Although there used to be an orthopedic surgeon in Muskoka, that service was lost when that doctor passed away, said Mathies. Now patients are sent out of Muskoka for orthopedic procedures, typically to Barrie, but often elsewhere in the province when RVH can’t take the patient.
Although orthopedic surgery can be done at Orillia Soldiers Memorial Hospital (OSMH), there is only one surgeon who is not always on-call, so while patients can get referred there, they often don’t, said OSMH community relations director Terry Dyni.
In recent months MAHC has been in discussions with an orthopedic surgeon from Barrie about coming to Muskoka one day a week to perform outpatient services that would ease the workload at RVH and help service local patients.
Despite having the staff and the time to accommodate that program, Mathies said it has been shelved indefinitely because there is no room in the operating budget for the “consumables” that are required for surgical procedures.
From a financial perspective, keeping patients in traction in Huntsville or Bracebridge is bad. It adds to the organization’s ongoing problem of housing too many alternate level of care patients who are without somewhere else to go.
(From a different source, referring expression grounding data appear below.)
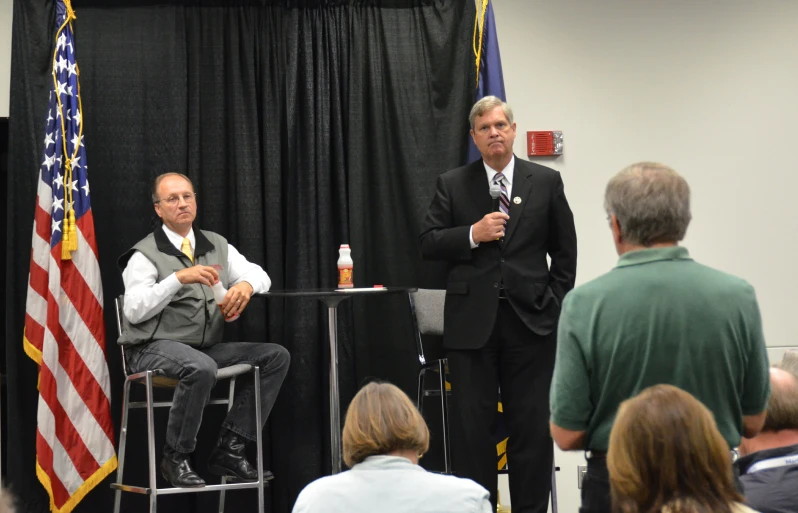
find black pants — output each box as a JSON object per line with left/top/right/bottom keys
{"left": 580, "top": 456, "right": 611, "bottom": 513}
{"left": 447, "top": 300, "right": 556, "bottom": 513}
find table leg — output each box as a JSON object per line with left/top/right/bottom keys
{"left": 327, "top": 304, "right": 342, "bottom": 474}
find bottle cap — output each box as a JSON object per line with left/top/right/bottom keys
{"left": 340, "top": 244, "right": 350, "bottom": 248}
{"left": 373, "top": 285, "right": 384, "bottom": 288}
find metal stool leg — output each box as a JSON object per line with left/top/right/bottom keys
{"left": 219, "top": 376, "right": 236, "bottom": 513}
{"left": 218, "top": 376, "right": 237, "bottom": 513}
{"left": 113, "top": 379, "right": 132, "bottom": 513}
{"left": 254, "top": 367, "right": 264, "bottom": 513}
{"left": 145, "top": 371, "right": 158, "bottom": 513}
{"left": 437, "top": 359, "right": 451, "bottom": 474}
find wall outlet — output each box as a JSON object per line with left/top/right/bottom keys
{"left": 577, "top": 465, "right": 587, "bottom": 489}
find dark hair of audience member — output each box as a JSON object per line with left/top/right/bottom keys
{"left": 342, "top": 381, "right": 430, "bottom": 468}
{"left": 608, "top": 384, "right": 743, "bottom": 513}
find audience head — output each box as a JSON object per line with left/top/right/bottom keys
{"left": 760, "top": 367, "right": 798, "bottom": 432}
{"left": 342, "top": 381, "right": 430, "bottom": 468}
{"left": 608, "top": 384, "right": 742, "bottom": 513}
{"left": 0, "top": 485, "right": 16, "bottom": 513}
{"left": 604, "top": 162, "right": 691, "bottom": 252}
{"left": 778, "top": 350, "right": 798, "bottom": 378}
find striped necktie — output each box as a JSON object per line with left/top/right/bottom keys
{"left": 181, "top": 237, "right": 193, "bottom": 264}
{"left": 494, "top": 173, "right": 510, "bottom": 215}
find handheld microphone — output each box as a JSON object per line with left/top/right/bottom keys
{"left": 489, "top": 183, "right": 502, "bottom": 212}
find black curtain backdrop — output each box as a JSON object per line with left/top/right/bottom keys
{"left": 6, "top": 0, "right": 475, "bottom": 512}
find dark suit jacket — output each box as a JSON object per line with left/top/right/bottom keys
{"left": 419, "top": 157, "right": 577, "bottom": 350}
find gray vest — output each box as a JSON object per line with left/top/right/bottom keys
{"left": 117, "top": 228, "right": 229, "bottom": 348}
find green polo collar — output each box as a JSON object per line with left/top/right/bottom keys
{"left": 615, "top": 246, "right": 692, "bottom": 268}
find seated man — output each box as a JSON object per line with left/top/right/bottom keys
{"left": 736, "top": 362, "right": 798, "bottom": 513}
{"left": 118, "top": 172, "right": 290, "bottom": 488}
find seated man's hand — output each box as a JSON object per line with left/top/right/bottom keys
{"left": 175, "top": 265, "right": 220, "bottom": 287}
{"left": 221, "top": 281, "right": 254, "bottom": 318}
{"left": 472, "top": 212, "right": 510, "bottom": 243}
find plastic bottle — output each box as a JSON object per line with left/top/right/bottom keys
{"left": 337, "top": 244, "right": 353, "bottom": 288}
{"left": 210, "top": 264, "right": 239, "bottom": 322}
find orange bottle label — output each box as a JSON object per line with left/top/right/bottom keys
{"left": 338, "top": 268, "right": 353, "bottom": 287}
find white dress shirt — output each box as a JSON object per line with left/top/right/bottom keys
{"left": 122, "top": 225, "right": 271, "bottom": 324}
{"left": 292, "top": 455, "right": 492, "bottom": 513}
{"left": 469, "top": 155, "right": 516, "bottom": 248}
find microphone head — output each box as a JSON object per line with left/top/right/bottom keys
{"left": 489, "top": 183, "right": 502, "bottom": 199}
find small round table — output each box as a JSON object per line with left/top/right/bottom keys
{"left": 260, "top": 286, "right": 416, "bottom": 474}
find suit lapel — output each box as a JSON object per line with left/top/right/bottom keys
{"left": 502, "top": 159, "right": 534, "bottom": 246}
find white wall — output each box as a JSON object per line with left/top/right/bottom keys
{"left": 0, "top": 0, "right": 12, "bottom": 117}
{"left": 491, "top": 0, "right": 798, "bottom": 511}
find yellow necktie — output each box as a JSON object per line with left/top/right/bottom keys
{"left": 181, "top": 238, "right": 193, "bottom": 264}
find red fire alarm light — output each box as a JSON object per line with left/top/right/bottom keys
{"left": 527, "top": 131, "right": 563, "bottom": 156}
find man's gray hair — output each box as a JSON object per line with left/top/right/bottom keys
{"left": 469, "top": 95, "right": 514, "bottom": 130}
{"left": 604, "top": 162, "right": 692, "bottom": 247}
{"left": 778, "top": 350, "right": 798, "bottom": 378}
{"left": 762, "top": 367, "right": 798, "bottom": 432}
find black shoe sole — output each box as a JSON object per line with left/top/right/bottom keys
{"left": 207, "top": 464, "right": 274, "bottom": 482}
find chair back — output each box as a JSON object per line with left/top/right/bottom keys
{"left": 408, "top": 289, "right": 445, "bottom": 366}
{"left": 115, "top": 295, "right": 131, "bottom": 379}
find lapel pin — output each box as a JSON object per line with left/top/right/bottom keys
{"left": 513, "top": 196, "right": 522, "bottom": 204}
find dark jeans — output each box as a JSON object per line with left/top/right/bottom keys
{"left": 580, "top": 456, "right": 611, "bottom": 513}
{"left": 126, "top": 340, "right": 290, "bottom": 453}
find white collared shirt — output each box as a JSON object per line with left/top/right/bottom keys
{"left": 122, "top": 224, "right": 271, "bottom": 324}
{"left": 469, "top": 155, "right": 515, "bottom": 248}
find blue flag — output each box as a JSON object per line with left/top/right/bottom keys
{"left": 467, "top": 0, "right": 506, "bottom": 164}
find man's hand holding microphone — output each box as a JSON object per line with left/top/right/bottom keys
{"left": 472, "top": 181, "right": 509, "bottom": 243}
{"left": 472, "top": 212, "right": 509, "bottom": 243}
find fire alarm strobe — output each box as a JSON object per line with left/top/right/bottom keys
{"left": 527, "top": 131, "right": 563, "bottom": 156}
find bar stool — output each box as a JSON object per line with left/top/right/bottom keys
{"left": 110, "top": 296, "right": 268, "bottom": 513}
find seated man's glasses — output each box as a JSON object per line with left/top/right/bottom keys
{"left": 156, "top": 193, "right": 196, "bottom": 206}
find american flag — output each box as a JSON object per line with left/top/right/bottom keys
{"left": 23, "top": 2, "right": 117, "bottom": 512}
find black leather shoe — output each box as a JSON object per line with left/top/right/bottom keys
{"left": 208, "top": 430, "right": 273, "bottom": 482}
{"left": 161, "top": 447, "right": 205, "bottom": 488}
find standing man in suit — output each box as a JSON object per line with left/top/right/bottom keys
{"left": 419, "top": 96, "right": 577, "bottom": 512}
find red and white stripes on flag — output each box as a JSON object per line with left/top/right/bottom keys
{"left": 23, "top": 2, "right": 117, "bottom": 512}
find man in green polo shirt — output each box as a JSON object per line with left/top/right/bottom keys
{"left": 549, "top": 162, "right": 770, "bottom": 513}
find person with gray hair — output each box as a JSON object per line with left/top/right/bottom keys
{"left": 736, "top": 363, "right": 798, "bottom": 513}
{"left": 549, "top": 162, "right": 770, "bottom": 513}
{"left": 778, "top": 350, "right": 798, "bottom": 377}
{"left": 420, "top": 95, "right": 577, "bottom": 512}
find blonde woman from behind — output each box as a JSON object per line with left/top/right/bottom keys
{"left": 608, "top": 384, "right": 759, "bottom": 513}
{"left": 292, "top": 381, "right": 491, "bottom": 513}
Mathies said in the last calendar year, over half of the emergency fracture patients have had to wait three days or more to get the surgery they need.
It costs the organization $758 per day to house those patients, said MAHC CEO Barry Lockhart, adding that last year 50 inpatients were transferred out of MAHC for orthopedic procedures.
If each of those patients spent three nights in local hospitals, the cost would have been $113,700.
From a medical perspective, keeping patients in traction is awful.
“The thing is, mortality rates rise after two days,” said Mathies.
Emes, who lives in Uxbridge and whose siblings live in and around the GTA, says he is now trying to secure a bed for his father in the city for his entire recovery, rather than being transported back to Huntsville.
“I’m angry at the system and I think it’s done my father wrong,” he said. “I’m also upset at the political, medical side of things for not being able to react to this problem (sooner) because it’s commonplace and it’s been happening for a long time.”
The North Simcoe Muskoka Local Health Integration Network (LHIN) is also aware of the problem, said Jill Tettman, senior director of planning, integration and community engagement, who was also acting chief executive officer last week.
“It’s certainly something we are aware of,” she said.
To that end, the LHIN has created a fracture working group that will meet for the first time this week to look at how emergency fractures are dealt with in our area and try and establish some short-term solutions within existing resources, said Tettman.
“They will be looking at process improvement and flow of potential and are there opportunities through better collaboration and co-ordination?” she said, adding they will “look at what can be done sort of within the short term, understanding there’s a longer term approach that needs to be looked at.”